In May 2023, new nitrogen oxide emissions regulations will take effect, requiring that gas turbines used to generate electricity run cleaner. National Grid seeks to inject demineralized water into its turbines, which, said Wendy Frigeria, a spokeswoman, “will reduce emissions from the unit.”
“The water mixed with the fuel reduces the flame temperature and therefore reduces the emissions,” she told The Star in an email.
National Grid’s website says it generates electricity by burning gas, which creates heat to power a turbine. “The rotation of this turbine spins a generator, which creates electricity.”
In addition to the water tanks, a 180-square-foot equipment building is necessary to house a water pump, piping, and associated controls.
Jean Galante, a land planner speaking for National Grid, explained to the planning board that water would enter a “portable water-demineralizer trailer” which would remove minerals before the water enters the storage tanks.
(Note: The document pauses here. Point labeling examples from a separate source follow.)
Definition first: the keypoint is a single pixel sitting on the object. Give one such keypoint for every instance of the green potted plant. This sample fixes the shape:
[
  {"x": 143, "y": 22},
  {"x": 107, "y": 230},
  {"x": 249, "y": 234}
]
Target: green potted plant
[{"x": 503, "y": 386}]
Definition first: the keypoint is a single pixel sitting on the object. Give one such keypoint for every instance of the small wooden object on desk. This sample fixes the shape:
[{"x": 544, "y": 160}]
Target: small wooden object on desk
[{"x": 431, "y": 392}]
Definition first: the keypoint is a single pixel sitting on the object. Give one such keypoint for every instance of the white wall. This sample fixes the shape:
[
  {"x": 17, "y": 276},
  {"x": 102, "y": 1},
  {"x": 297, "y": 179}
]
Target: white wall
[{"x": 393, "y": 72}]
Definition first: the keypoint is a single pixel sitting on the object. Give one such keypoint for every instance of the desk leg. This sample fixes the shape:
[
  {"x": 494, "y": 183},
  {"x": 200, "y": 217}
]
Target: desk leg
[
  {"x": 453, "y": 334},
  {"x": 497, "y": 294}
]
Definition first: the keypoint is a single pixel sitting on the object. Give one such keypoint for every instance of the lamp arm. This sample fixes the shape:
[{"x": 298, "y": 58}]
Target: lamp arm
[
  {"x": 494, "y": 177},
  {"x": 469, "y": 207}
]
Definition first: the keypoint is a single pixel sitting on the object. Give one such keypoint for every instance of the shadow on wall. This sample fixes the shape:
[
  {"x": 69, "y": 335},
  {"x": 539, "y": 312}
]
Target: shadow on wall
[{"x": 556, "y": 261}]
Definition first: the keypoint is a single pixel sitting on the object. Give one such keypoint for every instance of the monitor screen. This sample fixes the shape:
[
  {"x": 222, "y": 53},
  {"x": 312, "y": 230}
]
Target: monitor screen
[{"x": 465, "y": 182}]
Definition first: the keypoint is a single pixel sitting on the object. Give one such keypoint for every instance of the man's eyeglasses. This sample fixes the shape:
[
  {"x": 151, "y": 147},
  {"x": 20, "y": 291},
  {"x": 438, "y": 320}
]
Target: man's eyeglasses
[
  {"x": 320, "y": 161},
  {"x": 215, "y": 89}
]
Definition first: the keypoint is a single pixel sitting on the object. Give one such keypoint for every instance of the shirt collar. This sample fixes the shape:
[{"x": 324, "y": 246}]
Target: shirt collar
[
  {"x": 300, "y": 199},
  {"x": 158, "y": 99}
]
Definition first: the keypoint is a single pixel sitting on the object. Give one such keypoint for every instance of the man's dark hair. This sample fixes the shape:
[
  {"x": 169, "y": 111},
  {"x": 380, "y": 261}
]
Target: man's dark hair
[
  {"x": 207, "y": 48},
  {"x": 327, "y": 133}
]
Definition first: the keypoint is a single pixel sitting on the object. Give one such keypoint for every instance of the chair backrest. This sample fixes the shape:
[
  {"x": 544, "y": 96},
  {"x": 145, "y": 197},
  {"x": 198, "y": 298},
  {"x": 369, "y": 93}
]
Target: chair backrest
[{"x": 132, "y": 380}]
From the tanks, the water would enter the equipment building, before being mixed with the fuel.
The board noted that while the property is large, 17.6 acres, and has been in use by National Grid since the 1960s, residents could be concerned with lights and noise from the project.
“Is there wastewater from the process?” asked Randy Parsons, a board member.
“I don’t know,” said Ms. Galante.
“It’s also a special groundwater protection area,” said Samuel Kramer, board chairman.
Mr. Parsons wondered about the demineralization process. “Something happens to the minerals,” he said.
“How are those minerals disposed? What happens to it?” asked Mr. Kramer. Ms. Galante didn’t have that information either.
Ed Krug, a board member, said that while the board must deal with the application at hand, “This is also going to be the site where the cable from the offshore wind turbines connects to the grid. It would be nice to have some sense for what else is coming down the pike on this site.”
“It’s worth mentioning,” said Mr. Kramer, “but this is a discrete application, separate from anything else that’s coming up.”
Ms. Galante agreed to get more information about the position of the demineralization trailer, and about how the process would reduce emissions. The board deemed it too early to discuss whether a public hearing was necessary until all the information comes in.